We’re giving algorithms more room than we used to, but we aren’t handing over the strategy. The most important parts are still in human hands: who we want to reach, what counts as real intent, what message we want in the market, and how we judge success. The machine can optimize delivery, but it shouldn’t define the objective.

Automation is worth it when it operates within strong guardrails and leverages first-party data, explicit intent signals, and strong creative. You’re giving up tactical control, not strategic control, and that’s only worth doing when the algorithm is paired with strong inputs and rigorous measurement. If you’re using automation with weak data or vague goals, it’s just spending efficiently against the wrong objective. 

Where has AI delivered the biggest measurable impact across HubSpot’s growth operations?
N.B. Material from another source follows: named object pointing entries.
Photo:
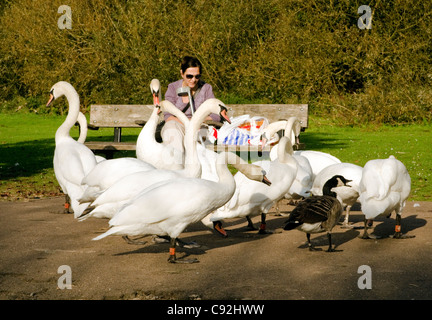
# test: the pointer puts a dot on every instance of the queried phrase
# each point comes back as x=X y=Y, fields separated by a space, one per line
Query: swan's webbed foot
x=217 y=226
x=134 y=241
x=250 y=226
x=263 y=226
x=263 y=229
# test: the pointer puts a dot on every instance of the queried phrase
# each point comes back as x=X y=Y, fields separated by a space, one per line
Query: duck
x=384 y=188
x=160 y=155
x=168 y=207
x=108 y=172
x=252 y=198
x=347 y=196
x=72 y=159
x=319 y=213
x=318 y=160
x=110 y=200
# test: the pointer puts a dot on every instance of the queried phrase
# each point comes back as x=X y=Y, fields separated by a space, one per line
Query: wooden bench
x=135 y=116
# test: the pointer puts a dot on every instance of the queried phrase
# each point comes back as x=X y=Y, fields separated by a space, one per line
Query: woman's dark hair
x=190 y=62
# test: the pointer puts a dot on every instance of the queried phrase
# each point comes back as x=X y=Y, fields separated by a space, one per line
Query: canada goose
x=319 y=213
x=110 y=200
x=160 y=155
x=384 y=188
AI isn’t something my team does off to the side; it’s part of our day-to-day operating model. On the creative side, we use AI to generate creative and scale testing, produce search ad variations, and make sure assets are on-brand and speak to our persona before they go live.  Our internal heuristic is: use AI to go faster, but keep a human in the loop. We’re also using AI in optimization and execution, including value-based bidding, dynamic personalization, and A/B testing at scale. The results are pretty incredible: AI-referred demand is up 1,850%, email personalization has driven an 82% improvement in conversion rates, and 94% of HubSpotters use AI weekly.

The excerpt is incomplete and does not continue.